Download or read book HOMES written by Moheb Soliman and published by Coffee House Press. This book was released on 2021-06-08 with total page 120 pages. Available in PDF, EPUB and Kindle. Book excerpt: Huron, Ontario, Michigan, Erie, Superior: HOMES. Moheb Soliman traces the coast of the Great Lakes with postmodern poems, exploring the natural world, the experience of belonging, and the formation of identity along borders. Moheb Soliman’s HOMES maps the shoreline of the Great Lakes from the rocky North Shore of Minnesota to the Thousand Islands of eastern Ontario. This poetic travelogue offers an intimate perspective on an immigrant experience as Soliman drives his Corolla past exquisite vistas and abandoned mines, through tourist towns and midwestern suburbs, seeking to inhabit an entire region as home. Against the backdrop of environmental destruction and a history of colonial oppression, the vitality of Soliman’s language brings a bold ecopoetic lens to bear on the relationship between transience and belonging in the world’s largest, most porous borderland.

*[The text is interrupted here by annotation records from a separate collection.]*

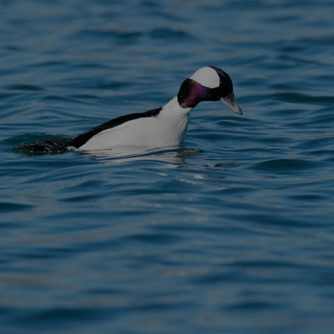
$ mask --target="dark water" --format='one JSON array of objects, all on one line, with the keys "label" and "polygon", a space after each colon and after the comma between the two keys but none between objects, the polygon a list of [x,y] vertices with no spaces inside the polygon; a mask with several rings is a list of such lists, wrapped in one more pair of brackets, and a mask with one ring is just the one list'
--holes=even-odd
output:
[{"label": "dark water", "polygon": [[[333,333],[334,2],[0,1],[3,333]],[[184,148],[29,157],[167,102]]]}]

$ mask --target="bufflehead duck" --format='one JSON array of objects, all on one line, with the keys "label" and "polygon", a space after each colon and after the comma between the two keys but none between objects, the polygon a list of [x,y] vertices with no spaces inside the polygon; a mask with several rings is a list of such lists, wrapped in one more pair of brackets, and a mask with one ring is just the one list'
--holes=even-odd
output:
[{"label": "bufflehead duck", "polygon": [[22,150],[51,152],[70,149],[106,150],[121,146],[179,146],[184,141],[190,112],[202,101],[221,101],[235,113],[230,76],[214,66],[198,70],[184,80],[177,96],[164,106],[118,117],[79,134],[67,143],[54,140],[23,144]]}]

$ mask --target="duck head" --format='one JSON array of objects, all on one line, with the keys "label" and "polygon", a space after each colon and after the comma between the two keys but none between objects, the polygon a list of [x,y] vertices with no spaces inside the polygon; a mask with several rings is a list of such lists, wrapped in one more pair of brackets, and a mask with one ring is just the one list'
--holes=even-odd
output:
[{"label": "duck head", "polygon": [[182,108],[194,108],[202,101],[218,100],[234,113],[242,115],[242,110],[235,101],[231,78],[214,66],[198,70],[182,82],[177,94],[177,101]]}]

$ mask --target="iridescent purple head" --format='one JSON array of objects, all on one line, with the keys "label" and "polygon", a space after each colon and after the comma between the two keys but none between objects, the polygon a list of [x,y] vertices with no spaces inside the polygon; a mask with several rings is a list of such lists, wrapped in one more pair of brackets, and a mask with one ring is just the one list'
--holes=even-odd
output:
[{"label": "iridescent purple head", "polygon": [[235,113],[242,114],[235,101],[231,78],[214,66],[200,68],[184,80],[180,88],[177,100],[182,108],[194,108],[202,101],[221,100]]}]

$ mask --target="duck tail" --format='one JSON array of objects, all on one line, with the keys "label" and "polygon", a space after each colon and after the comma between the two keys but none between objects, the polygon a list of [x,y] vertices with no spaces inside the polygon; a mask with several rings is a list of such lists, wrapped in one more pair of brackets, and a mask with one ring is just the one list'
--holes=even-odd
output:
[{"label": "duck tail", "polygon": [[67,150],[66,146],[70,140],[63,137],[35,140],[33,143],[24,143],[15,146],[14,151],[33,154],[63,153]]}]

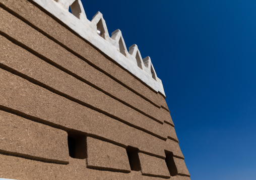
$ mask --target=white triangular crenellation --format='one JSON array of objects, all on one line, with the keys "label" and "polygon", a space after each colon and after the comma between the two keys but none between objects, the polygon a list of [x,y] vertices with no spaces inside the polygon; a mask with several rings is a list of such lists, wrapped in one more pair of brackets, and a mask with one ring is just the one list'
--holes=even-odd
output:
[{"label": "white triangular crenellation", "polygon": [[107,31],[107,25],[106,22],[103,19],[103,16],[101,13],[98,11],[95,15],[92,18],[91,21],[92,22],[92,28],[95,30],[97,33],[97,29],[99,29],[101,31],[102,35],[101,36],[106,40],[109,38],[109,35]]},{"label": "white triangular crenellation", "polygon": [[127,48],[126,47],[125,43],[124,43],[124,40],[122,37],[122,33],[121,31],[119,30],[116,30],[111,33],[111,39],[114,40],[114,43],[113,44],[117,50],[123,54],[124,56],[127,57],[128,51],[127,51]]},{"label": "white triangular crenellation", "polygon": [[141,69],[145,69],[141,53],[137,45],[134,44],[129,47],[129,54],[131,55],[130,58],[132,60],[137,64]]},{"label": "white triangular crenellation", "polygon": [[[114,31],[110,38],[100,12],[98,12],[90,21],[87,19],[81,0],[32,1],[155,91],[165,96],[162,81],[157,77],[150,58],[147,57],[142,59],[136,45],[131,46],[128,52],[119,30]],[[69,12],[70,7],[72,14]],[[100,36],[97,34],[97,29],[101,31]]]},{"label": "white triangular crenellation", "polygon": [[156,71],[154,68],[154,66],[151,62],[151,59],[149,56],[147,56],[143,59],[144,66],[146,68],[145,70],[148,73],[151,75],[153,78],[155,80],[157,80],[157,76]]}]

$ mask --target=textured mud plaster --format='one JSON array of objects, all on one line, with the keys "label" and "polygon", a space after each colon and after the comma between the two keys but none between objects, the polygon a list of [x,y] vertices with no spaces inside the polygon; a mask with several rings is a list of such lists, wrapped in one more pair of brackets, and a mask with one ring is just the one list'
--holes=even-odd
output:
[{"label": "textured mud plaster", "polygon": [[69,162],[66,132],[0,110],[0,152]]},{"label": "textured mud plaster", "polygon": [[[162,180],[162,177],[142,175],[141,172],[130,173],[98,170],[86,168],[86,160],[71,158],[67,165],[42,163],[36,160],[0,154],[0,177],[26,180]],[[26,167],[24,170],[24,166]],[[12,172],[12,173],[10,173]],[[36,172],[36,173],[35,173]],[[166,179],[166,178],[164,178]],[[177,175],[170,180],[189,180]]]},{"label": "textured mud plaster", "polygon": [[[90,24],[92,30],[84,33],[91,39],[74,33],[36,2],[50,10],[57,7],[53,13],[63,13],[68,20],[75,18],[74,26],[76,20]],[[120,31],[110,38],[100,13],[90,22],[81,3],[0,2],[0,110],[11,117],[0,125],[10,137],[0,137],[5,142],[0,145],[0,178],[189,180],[165,96],[154,89],[162,84],[150,58],[142,59],[136,45],[127,51]],[[101,37],[97,28],[103,30]],[[121,59],[117,58],[121,64],[116,62],[119,56],[126,58],[123,64]],[[134,74],[125,65],[142,73]],[[141,154],[137,164],[144,166],[139,170],[130,169],[131,148],[138,157],[132,162],[139,162]],[[178,175],[170,177],[165,158],[171,153]]]},{"label": "textured mud plaster", "polygon": [[178,142],[174,127],[165,122],[164,123],[163,126],[168,138],[174,139]]},{"label": "textured mud plaster", "polygon": [[87,142],[88,167],[131,171],[125,148],[91,137]]},{"label": "textured mud plaster", "polygon": [[[161,105],[163,105],[162,104],[166,104],[165,101],[162,102],[162,99],[164,100],[164,98],[161,95],[156,93],[154,91],[148,88],[148,87],[136,79],[131,74],[107,59],[95,48],[74,35],[67,28],[60,25],[27,1],[3,0],[0,2],[0,4],[1,3],[21,16],[23,19],[29,22],[30,24],[36,27],[37,29],[41,30],[50,37],[53,37],[55,40],[57,40],[60,43],[65,45],[65,47],[68,47],[72,51],[85,58],[85,60],[93,63],[94,65],[97,66],[104,72],[122,82],[141,96],[145,97],[158,107],[161,106]],[[25,35],[25,34],[23,34],[23,35]],[[22,37],[22,36],[20,37]],[[74,62],[74,65],[73,66],[76,67],[76,63],[77,63]],[[80,65],[78,64],[77,66],[79,67]],[[80,66],[80,67],[83,67],[84,68],[85,68],[84,66]],[[88,70],[85,69],[84,71],[86,72]],[[79,73],[77,74],[79,74]],[[90,74],[88,74],[88,75],[90,75]],[[95,81],[93,78],[94,77],[98,77],[98,76],[99,75],[94,76],[92,75],[89,77],[92,78],[92,81]],[[99,77],[99,78],[100,79],[100,77]],[[123,91],[123,94],[126,94],[126,92]]]},{"label": "textured mud plaster", "polygon": [[[92,22],[90,22],[86,19],[85,16],[80,17],[80,19],[73,16],[67,10],[67,7],[68,6],[64,6],[65,8],[63,8],[62,3],[57,3],[51,0],[33,1],[59,19],[82,37],[88,41],[103,53],[136,76],[156,92],[159,91],[165,95],[161,80],[159,78],[157,78],[157,80],[154,79],[151,73],[149,73],[149,72],[144,70],[147,68],[142,62],[141,56],[140,56],[140,64],[138,64],[138,65],[140,65],[141,66],[139,67],[140,66],[136,66],[138,63],[138,59],[136,61],[134,55],[134,54],[136,54],[136,53],[129,52],[129,53],[125,57],[119,52],[119,46],[118,47],[115,47],[115,45],[117,44],[117,42],[114,39],[109,37],[105,21],[100,13],[97,13],[93,17]],[[80,1],[80,0],[78,1]],[[63,1],[61,1],[61,2]],[[70,1],[69,2],[74,1]],[[84,12],[82,6],[80,8],[81,11]],[[103,28],[101,30],[105,33],[103,38],[101,38],[102,37],[97,34],[96,25],[100,21],[102,21]],[[135,45],[135,46],[136,45]],[[133,50],[135,53],[137,52],[138,51],[138,47],[136,50]],[[140,53],[139,54],[140,55]]]},{"label": "textured mud plaster", "polygon": [[[1,37],[0,42],[3,46],[0,63],[3,65],[43,83],[61,94],[167,138],[163,124],[46,63],[5,38]],[[120,110],[116,111],[118,109]]]},{"label": "textured mud plaster", "polygon": [[142,174],[169,177],[170,173],[164,159],[139,152]]},{"label": "textured mud plaster", "polygon": [[[35,73],[32,73],[32,72],[30,72],[31,69],[29,70],[28,67],[22,68],[21,69],[23,70],[23,72],[26,73],[26,71],[27,70],[27,72],[28,71],[29,73],[29,75],[30,75],[30,76],[32,76],[32,77],[34,77],[36,75],[38,76],[38,74],[39,74],[39,76],[40,76],[40,77],[44,77],[44,79],[46,79],[48,82],[48,83],[46,83],[45,82],[42,82],[42,83],[46,84],[50,83],[51,84],[50,85],[50,86],[53,88],[55,88],[53,86],[57,86],[58,85],[59,86],[61,86],[62,87],[61,89],[62,89],[62,91],[60,91],[62,92],[63,91],[63,89],[64,89],[65,92],[70,92],[70,91],[69,92],[68,91],[69,89],[66,88],[65,86],[63,86],[61,84],[66,84],[66,86],[69,87],[70,89],[71,89],[73,91],[75,91],[75,90],[72,88],[74,86],[71,86],[68,84],[67,82],[69,82],[69,80],[71,79],[71,78],[76,79],[76,81],[71,81],[73,84],[76,84],[76,86],[78,87],[77,91],[80,92],[80,94],[77,94],[77,96],[79,96],[80,97],[80,98],[78,98],[80,99],[79,100],[83,101],[85,103],[90,104],[93,106],[100,108],[103,111],[106,111],[109,114],[112,114],[113,112],[115,112],[114,109],[115,109],[115,106],[118,106],[119,107],[119,108],[122,109],[125,108],[126,110],[123,111],[119,111],[117,112],[119,114],[116,114],[117,115],[117,117],[123,120],[126,118],[131,119],[129,118],[128,115],[132,113],[134,114],[135,116],[137,116],[137,119],[145,119],[146,121],[151,120],[151,119],[149,119],[149,118],[148,117],[145,117],[144,115],[141,114],[141,113],[138,112],[138,111],[136,110],[134,110],[135,109],[139,109],[139,110],[141,112],[143,111],[142,112],[143,113],[143,114],[147,114],[146,115],[148,116],[152,117],[154,119],[155,119],[155,120],[161,123],[163,123],[164,120],[168,121],[169,120],[171,120],[169,114],[169,116],[168,116],[168,112],[166,111],[165,109],[163,109],[163,110],[165,111],[163,113],[162,109],[161,109],[162,108],[159,109],[154,106],[153,104],[147,102],[147,101],[141,101],[142,98],[138,98],[139,97],[139,96],[136,95],[134,93],[131,92],[131,91],[129,90],[120,84],[116,84],[118,83],[116,83],[111,79],[109,79],[110,78],[107,76],[105,75],[103,77],[100,77],[100,76],[99,76],[98,74],[99,74],[99,72],[97,72],[98,71],[98,70],[90,67],[90,65],[87,64],[84,61],[80,58],[68,52],[59,45],[58,45],[52,41],[50,41],[48,39],[48,38],[46,38],[41,33],[39,33],[37,31],[32,28],[31,27],[26,24],[22,21],[19,20],[18,18],[15,18],[14,16],[8,13],[7,12],[4,11],[4,10],[2,10],[2,12],[3,13],[3,17],[5,17],[8,20],[5,21],[3,20],[4,25],[2,28],[1,28],[1,29],[4,32],[12,37],[12,38],[15,39],[19,40],[21,42],[24,43],[29,48],[34,49],[35,51],[38,52],[40,52],[41,55],[48,58],[50,61],[52,61],[52,62],[57,63],[58,65],[63,66],[65,67],[67,67],[69,70],[71,70],[71,68],[74,68],[71,70],[76,74],[82,74],[83,76],[81,77],[81,78],[84,78],[86,80],[90,81],[91,83],[93,84],[93,85],[97,85],[97,82],[98,81],[99,81],[100,83],[101,82],[102,83],[101,84],[102,84],[99,87],[99,88],[98,88],[98,89],[102,89],[104,91],[108,92],[109,92],[109,89],[111,88],[110,87],[121,87],[122,88],[121,89],[116,88],[115,89],[113,89],[111,90],[111,93],[112,96],[114,96],[115,98],[116,98],[116,97],[120,97],[120,99],[121,100],[124,100],[124,99],[125,99],[125,100],[129,99],[130,100],[125,101],[130,102],[130,104],[132,105],[132,106],[133,106],[132,107],[134,108],[131,108],[130,107],[126,107],[126,106],[123,104],[123,103],[113,100],[113,98],[109,97],[106,94],[104,94],[104,93],[102,93],[101,91],[99,92],[99,90],[95,89],[95,88],[91,87],[91,86],[88,85],[87,84],[84,84],[84,83],[81,82],[81,81],[77,80],[76,79],[77,77],[75,78],[74,77],[71,77],[69,78],[67,78],[67,77],[69,77],[72,76],[69,76],[68,74],[63,72],[62,72],[61,73],[62,73],[61,74],[66,74],[66,75],[65,76],[66,77],[63,77],[63,76],[62,76],[62,77],[54,77],[56,76],[54,76],[51,78],[50,76],[51,75],[51,76],[52,76],[52,75],[51,75],[51,73],[47,73],[46,72],[44,71],[44,70],[43,68],[42,68],[42,67],[41,66],[37,66],[36,65],[37,63],[32,63],[32,66],[33,67],[29,66],[29,68],[31,69],[34,70],[35,71]],[[12,22],[12,23],[10,24],[10,23],[9,22]],[[15,22],[15,23],[14,23],[14,22]],[[7,27],[9,27],[10,28],[7,28]],[[12,30],[17,30],[12,31]],[[24,34],[25,35],[22,35]],[[38,41],[37,40],[38,39],[40,39],[40,41]],[[31,43],[30,43],[31,42],[37,42],[37,43],[36,45],[31,44]],[[4,43],[3,44],[4,44]],[[45,44],[47,44],[48,46],[45,46]],[[6,47],[3,48],[4,50],[6,50],[7,48]],[[25,53],[24,53],[24,54]],[[16,56],[14,52],[12,52],[11,54],[14,56]],[[27,54],[28,53],[26,54]],[[5,55],[5,57],[3,57],[3,58],[5,58],[4,60],[6,61],[2,60],[2,61],[4,61],[4,62],[6,62],[6,63],[7,62],[10,62],[10,60],[12,58],[12,57],[10,57],[9,55]],[[21,55],[20,55],[20,56],[21,56]],[[30,55],[30,56],[31,56],[31,55]],[[23,59],[24,59],[23,61],[26,62],[26,58],[25,58],[25,56],[23,56]],[[18,57],[17,57],[16,58],[17,59],[18,58]],[[72,62],[71,62],[70,60],[72,60]],[[40,60],[39,61],[40,61]],[[38,62],[38,64],[39,63],[39,62]],[[45,64],[44,67],[46,66],[49,66],[47,65],[47,63],[44,63],[44,64]],[[71,65],[73,64],[74,65],[74,66],[71,66]],[[24,64],[24,65],[25,66],[26,65]],[[90,69],[90,67],[91,67],[91,68],[92,69],[89,70],[88,69]],[[36,71],[35,69],[39,69],[39,71]],[[61,71],[59,70],[58,70],[59,72]],[[94,72],[92,72],[92,70],[94,70]],[[48,71],[50,71],[50,70],[48,70]],[[54,75],[54,74],[53,73],[53,71],[52,72],[51,74]],[[78,72],[80,73],[78,73]],[[48,75],[48,76],[50,77],[46,77],[46,75],[44,75],[44,74]],[[92,76],[94,77],[92,79],[92,78],[88,78],[91,77]],[[95,77],[98,77],[99,78],[101,78],[101,79],[100,80],[98,79],[98,81],[95,81]],[[58,79],[58,78],[61,78],[61,80],[65,79],[66,81],[65,82],[64,81],[62,81],[60,79]],[[53,79],[53,80],[55,81],[57,81],[57,83],[53,82],[52,79]],[[40,79],[37,80],[40,81]],[[43,80],[43,79],[42,79],[42,80]],[[92,81],[92,80],[93,81]],[[109,80],[112,80],[112,81],[109,82]],[[83,88],[85,89],[85,88],[87,88],[87,89],[88,89],[87,91],[85,91],[78,90],[78,87],[79,87],[79,86],[82,86],[81,85],[80,85],[81,84],[83,84],[82,86],[86,86],[85,87],[83,87]],[[58,90],[59,90],[59,89],[58,89]],[[72,93],[74,94],[76,93],[76,92],[72,92]],[[81,94],[81,93],[87,93],[87,94],[83,95]],[[95,96],[92,97],[93,95],[95,94],[98,94],[96,97],[98,97],[98,99],[100,99],[100,103],[96,105],[95,105],[95,103],[99,101],[97,101],[96,99],[95,99]],[[89,95],[89,96],[88,94]],[[74,97],[74,96],[72,95],[69,94],[69,95],[78,99],[77,97]],[[82,97],[84,97],[84,99],[86,99],[87,100],[85,101],[84,99],[81,99]],[[89,97],[91,97],[91,98],[89,98]],[[106,105],[106,104],[107,104],[107,105]],[[111,105],[109,106],[109,104],[111,104]],[[147,107],[147,108],[146,108],[146,107]],[[108,109],[106,109],[107,108]],[[114,109],[111,109],[111,108]],[[123,114],[120,114],[122,113],[122,112]],[[167,116],[166,115],[166,113]],[[126,117],[126,116],[127,118]],[[154,123],[154,122],[152,122],[152,123]],[[157,125],[155,122],[155,124],[156,125]],[[155,126],[153,125],[152,126]],[[161,130],[157,130],[157,131],[160,131]]]}]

Download or read book The Salt of the Earth written by Jozef Wittlin and published by Pushkin Press. This book was released on 2021-01-12 with total page 353 pages. Available in PDF, EPUB and Kindle. Book excerpt: The classic pacifist novel by a major Polish writer, who was nominated for the Nobel Prize At the beginning of the twentieth century the villagers of the Carpathian mountains lead a simple life, much as they have always done. Among them is Piotr, a bandy-legged peasant, who wants nothing more from life than an official railway cap, a cottage, and a bride with a dowry. But then the First World War reaches the mountains and Piotr is drafted into the army. All the weight of imperial authority is used to mould him into an unthinking fighting machine, forced to fight a war he does not understand, for interests other than his own. The Salt of the Earth is a classic war novel and a powerfully pacifist tale about the consequences of war for ordinary men.